Roisin went to get her hair cut after the lesson and I returned to my very productive wandering. I witnessed several drunk and mostly naked Irish men announcing their manliness for all to hear (Roisin says that bawdy behavior in public at 4:00 in the afternoon is normal when the sun is out) and I found a couple more interesting trinket shops. I returned to the hair salon at the designated time, but Roisin's stylist was running a bit late. As is expected for this country. The salon was so pleasant that I adored my half-hour wait. I read magazines and was brought a surprisingly good cup of fresh coffee and passed the time in fine style. Roisin emerged her lovely face framed in bouncing dark curls, and we headed downstairs to pay. 

"I wish you'd get your hair cut more often," I commented. "I'd go to just sit in the waiting area."

Roisin wanted to treat me to a glass of wine on the way home, but to her frustration, none of her favorite spots were available. As we were on the subject of alcohol, I thought it would be a good time to ask, "I'm probably going to butcher the word, but how do you say poitin?"

"Protein?" Roisin laughed.

"No... it's an Irish alcohol that was given to me as the "expert" challenge on my booze list. It's spelled p-o-i-t-i-n. I think."

"Oh, ya mean hooch! Well, dat's illegal."

"You don't say?"

I thanked my lucky stars (which have recently started shining) that I didn't ask Cathal to purchase hooch for me the night before. Could have been mildly awkward.

I did some research today and found that poitin (Roisin pronounced it "puh-chin") is generally made from potatoes and has an alcohol content between 60-90 ABV. It's known as Irish moonshine, apparently. However, Roisin was slightly wrong when she told me it was illegal, as there are two distilleries in all of Ireland permitted to produce this blinding substance. Bunratty Mead and Liqueuer has a license, as does Knockeen Hills Poteen.

Perhaps I'll have the chance to taste it after all. Although with an alcohol content like that, a taste is all a lightweight like me will be able to tolerate.

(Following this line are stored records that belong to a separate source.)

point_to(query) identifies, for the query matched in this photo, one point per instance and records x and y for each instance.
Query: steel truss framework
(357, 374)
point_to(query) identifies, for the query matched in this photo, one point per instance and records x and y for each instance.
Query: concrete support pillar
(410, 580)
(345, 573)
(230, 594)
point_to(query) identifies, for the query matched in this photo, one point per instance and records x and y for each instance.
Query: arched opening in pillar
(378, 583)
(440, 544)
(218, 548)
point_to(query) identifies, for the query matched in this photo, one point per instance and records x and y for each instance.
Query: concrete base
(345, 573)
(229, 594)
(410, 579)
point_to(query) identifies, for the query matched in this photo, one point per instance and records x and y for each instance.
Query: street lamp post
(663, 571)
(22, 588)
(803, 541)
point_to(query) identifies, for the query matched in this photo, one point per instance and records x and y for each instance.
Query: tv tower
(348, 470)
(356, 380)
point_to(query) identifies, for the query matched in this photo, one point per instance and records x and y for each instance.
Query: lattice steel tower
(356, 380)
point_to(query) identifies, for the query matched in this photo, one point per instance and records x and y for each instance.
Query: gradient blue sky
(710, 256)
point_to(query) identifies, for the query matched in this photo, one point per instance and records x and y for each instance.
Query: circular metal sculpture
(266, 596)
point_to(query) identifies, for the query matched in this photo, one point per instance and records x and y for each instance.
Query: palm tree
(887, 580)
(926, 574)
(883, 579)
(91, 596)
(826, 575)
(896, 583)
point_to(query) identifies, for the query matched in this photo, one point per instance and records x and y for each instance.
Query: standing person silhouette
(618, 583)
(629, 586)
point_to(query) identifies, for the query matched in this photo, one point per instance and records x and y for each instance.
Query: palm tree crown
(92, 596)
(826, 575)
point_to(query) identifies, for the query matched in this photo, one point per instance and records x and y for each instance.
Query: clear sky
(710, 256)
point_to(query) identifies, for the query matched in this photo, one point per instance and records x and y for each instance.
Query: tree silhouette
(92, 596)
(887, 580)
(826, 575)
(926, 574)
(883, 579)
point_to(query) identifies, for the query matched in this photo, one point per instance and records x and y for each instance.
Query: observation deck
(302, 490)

After being rudely treated by a bartender at a "Captain America" bar (figures), we agreed it would be best to purchase a bottle of wine and drink it in the courtyard of her home. We dined on dried sausage and wine, listened to music, shared pictures, and chatted late into the night.

What a beautiful day.

Preconceptions:

I take back what I said about pale skin in Ireland. It's abnormally prevalent in the small country towns, sure -- but in big cities like Cork, there's so much diversity that it's silly to say the Irish are pale.

Challenges:

Handcrafted cheese I bought at the English Market (I was so excited that I nearly walked away without paying the poor girl)!

Creamy and satisfying and delicious. Only one more to go, Cathy!